Hacker News new | ask | show | jobs
by rockwotj 897 days ago
Yeah so I had a discussion on Twitter about this, turns out 12GB is small enough to fit into memory, and the author runs submissions by running a solution 5 times in a row, so using direct IO actually hurts because having the kernel cache is a way to enforce the file is in memory for the 4 runs after. I have a direct IO solution with SIMD string search and double parsing, just in C++ (using libraries). It runs in 6 seconds on my 24 core linux box (NVMe).

Code: https://github.com/rockwotj/1brc

Discussion on Filesystem cache: https://x.com/rockwotj/status/1742168024776430041?s=20

4 comments

I missed the "5 times in a row." If you do that, yeah, keeping the whole thing in memory is far better.
> double parsing

In case you haven't noticed yet, the input format guarantees exactly one fractional digit, so you can read a single signed integer followed by `.` and one digit instead.

Yeah I missed this originally, and stuff could be faster with this assumption without a full double parser. The fastest java solution dies some near branchless decoding for these
could you just add the character values eg 49 for ascii 1, and then subtract off the offset once at the end instead of doing atoi on each line?
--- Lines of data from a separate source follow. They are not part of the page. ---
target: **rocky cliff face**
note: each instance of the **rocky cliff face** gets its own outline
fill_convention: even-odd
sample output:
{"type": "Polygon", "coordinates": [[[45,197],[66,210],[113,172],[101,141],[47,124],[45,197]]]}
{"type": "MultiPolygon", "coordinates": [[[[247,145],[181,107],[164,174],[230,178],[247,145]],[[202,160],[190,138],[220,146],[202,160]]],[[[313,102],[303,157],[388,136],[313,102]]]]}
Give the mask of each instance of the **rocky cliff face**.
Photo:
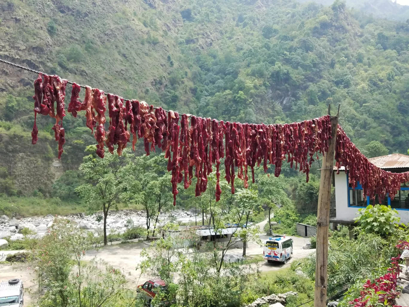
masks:
{"type": "Polygon", "coordinates": [[[62,171],[55,162],[49,138],[40,138],[35,145],[28,135],[0,133],[0,167],[7,168],[20,193],[34,190],[47,193],[62,171]]]}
edit: doh that works for min and max but the average overflows.

Yes. I'm not sure it'll help, but def worth a try.
Wow, that's pretty fast considering how simple main.cc looks. I do love c++. Nice use of coroutines, too.
So you are basically at the mercy of the OS caching algorithm. That sounds like a bad plan for a benchmark. You are not measuring what you think you are (your code), you are measuring the OS caching policy.